Most NFL players are openly blaming white people for racism that occurred a hundred years ago, but that isn’t the opinion of Dallas Cowboys wide receiver, Dez Bryant.
Dallas Cowboys wide receiver, Dez Bryant, has decided to throw his hat into the NFL opinion ring that is currently gripping the country, but his opinion is quite different than that of his fellow colleagues. Instead of blaming white people BRyant believes isn’t self responsibility and taking the opportunity to better oneself in order to thusly better the country and world as a whole. Racism is in the eye of the beholder and Bryant expresses this sentiment with eloquence and ease
With the NFL National Anthem protests that players claim is to fight “racial inequality” in our country, you wouldn’t expect an NFL player to come out and completely shut down all of the lies about racism, but that is exactly what has happened here. Dallas Cowboys player Dez Bryant decided to make his own statement which gives us all a view of his thoughts on the issue of racism and how to deal with it.

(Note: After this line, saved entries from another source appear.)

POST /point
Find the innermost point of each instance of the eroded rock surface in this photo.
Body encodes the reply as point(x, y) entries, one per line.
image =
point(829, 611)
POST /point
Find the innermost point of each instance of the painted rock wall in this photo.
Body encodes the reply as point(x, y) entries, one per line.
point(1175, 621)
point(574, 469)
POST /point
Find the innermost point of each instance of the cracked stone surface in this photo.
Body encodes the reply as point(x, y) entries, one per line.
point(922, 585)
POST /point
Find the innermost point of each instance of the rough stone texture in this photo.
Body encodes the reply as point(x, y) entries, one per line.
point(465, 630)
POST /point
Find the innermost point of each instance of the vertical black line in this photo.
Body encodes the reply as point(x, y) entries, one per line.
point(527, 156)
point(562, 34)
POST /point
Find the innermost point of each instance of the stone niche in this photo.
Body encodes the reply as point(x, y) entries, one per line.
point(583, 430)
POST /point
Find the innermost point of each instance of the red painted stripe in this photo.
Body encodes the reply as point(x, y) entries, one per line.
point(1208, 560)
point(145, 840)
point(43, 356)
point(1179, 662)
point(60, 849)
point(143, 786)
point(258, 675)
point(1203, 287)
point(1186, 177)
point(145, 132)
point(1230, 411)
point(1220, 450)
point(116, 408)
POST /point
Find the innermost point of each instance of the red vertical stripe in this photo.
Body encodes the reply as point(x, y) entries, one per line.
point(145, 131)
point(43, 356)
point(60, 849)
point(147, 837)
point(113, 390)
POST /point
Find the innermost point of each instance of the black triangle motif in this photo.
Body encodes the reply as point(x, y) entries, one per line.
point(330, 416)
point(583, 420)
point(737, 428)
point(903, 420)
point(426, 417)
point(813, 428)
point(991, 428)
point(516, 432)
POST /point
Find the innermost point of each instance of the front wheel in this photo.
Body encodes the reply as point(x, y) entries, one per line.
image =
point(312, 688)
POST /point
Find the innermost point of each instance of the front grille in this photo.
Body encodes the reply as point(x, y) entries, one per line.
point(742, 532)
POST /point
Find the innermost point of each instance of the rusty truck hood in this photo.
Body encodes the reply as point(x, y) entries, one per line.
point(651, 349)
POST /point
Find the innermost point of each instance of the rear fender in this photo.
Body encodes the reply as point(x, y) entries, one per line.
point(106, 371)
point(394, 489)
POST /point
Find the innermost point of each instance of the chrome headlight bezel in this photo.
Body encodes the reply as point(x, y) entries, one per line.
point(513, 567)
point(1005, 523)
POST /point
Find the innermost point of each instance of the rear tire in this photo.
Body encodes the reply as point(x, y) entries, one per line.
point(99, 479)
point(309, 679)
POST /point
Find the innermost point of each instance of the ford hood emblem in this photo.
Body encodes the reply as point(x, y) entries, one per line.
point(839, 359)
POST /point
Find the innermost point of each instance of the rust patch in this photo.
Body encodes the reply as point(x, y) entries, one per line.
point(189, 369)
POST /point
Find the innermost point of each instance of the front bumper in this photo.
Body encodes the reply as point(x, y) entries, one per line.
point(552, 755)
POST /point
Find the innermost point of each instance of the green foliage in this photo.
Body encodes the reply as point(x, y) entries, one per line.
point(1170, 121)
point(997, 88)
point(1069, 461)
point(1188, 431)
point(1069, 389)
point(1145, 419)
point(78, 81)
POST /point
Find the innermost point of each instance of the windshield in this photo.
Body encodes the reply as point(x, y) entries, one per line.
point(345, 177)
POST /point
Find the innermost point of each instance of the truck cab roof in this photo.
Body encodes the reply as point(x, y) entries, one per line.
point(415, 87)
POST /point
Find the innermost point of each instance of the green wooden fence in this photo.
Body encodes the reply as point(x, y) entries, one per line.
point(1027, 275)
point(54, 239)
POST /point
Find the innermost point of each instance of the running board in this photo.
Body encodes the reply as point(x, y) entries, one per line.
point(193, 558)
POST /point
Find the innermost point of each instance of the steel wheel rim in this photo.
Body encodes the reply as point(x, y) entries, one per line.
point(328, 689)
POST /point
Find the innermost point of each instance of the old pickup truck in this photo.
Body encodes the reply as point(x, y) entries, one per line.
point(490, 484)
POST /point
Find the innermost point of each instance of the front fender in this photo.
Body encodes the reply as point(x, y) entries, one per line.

First and foremost, I would like to say I do a great job of minding my own business, but it’s pressing on my heart to share my thoughts about white Americans and black Americans (racism).
I saw a person quote Charles Barkley when he said, “We as black people, we’re never going to be successful not because [of] you white people, but because of other black people.”
I hate to admit it, but I understand that quote.
I’ve been [racially] profiled on numerous occasions, but not once has it influenced an ill feeling inside me about anyone outside of that issue. REAL SLAVERY is different from what’s going on in our world now. We all (every ethnicity) have the opportunity to lead by EXAMPLE.
Instead of making videos about the history of racism that get applause or people with influence merely doing things to post for social media, we should focus on individual accountability to be better as a whole.
I recently ran into a guy I grew up with who spent his adulthood dealing drugs. While we were catching up, he shared with me that he wished that he chose a different and better path. He said seeing my success was inspiring and that it encouraged him to do better with his life.
Real question: What is wrong with being sophisticated and black? Why do we associate those who choose the straight-and-narrow as not being “black enough?” Why was it that I was one of the first examples of success to my friend?
We focus hard on fighting the realities that exist instead of creating our own reality. The ones who came for us (Martin Luther King, Rosa Parks, Malcolm X) paved a new path for us to follow. The struggles and hurt they endured created new life for us today.
It is not our job to carry the burden, but it is our job to lead by example.
Not that my opinion matters, I’m just sharing my thoughts.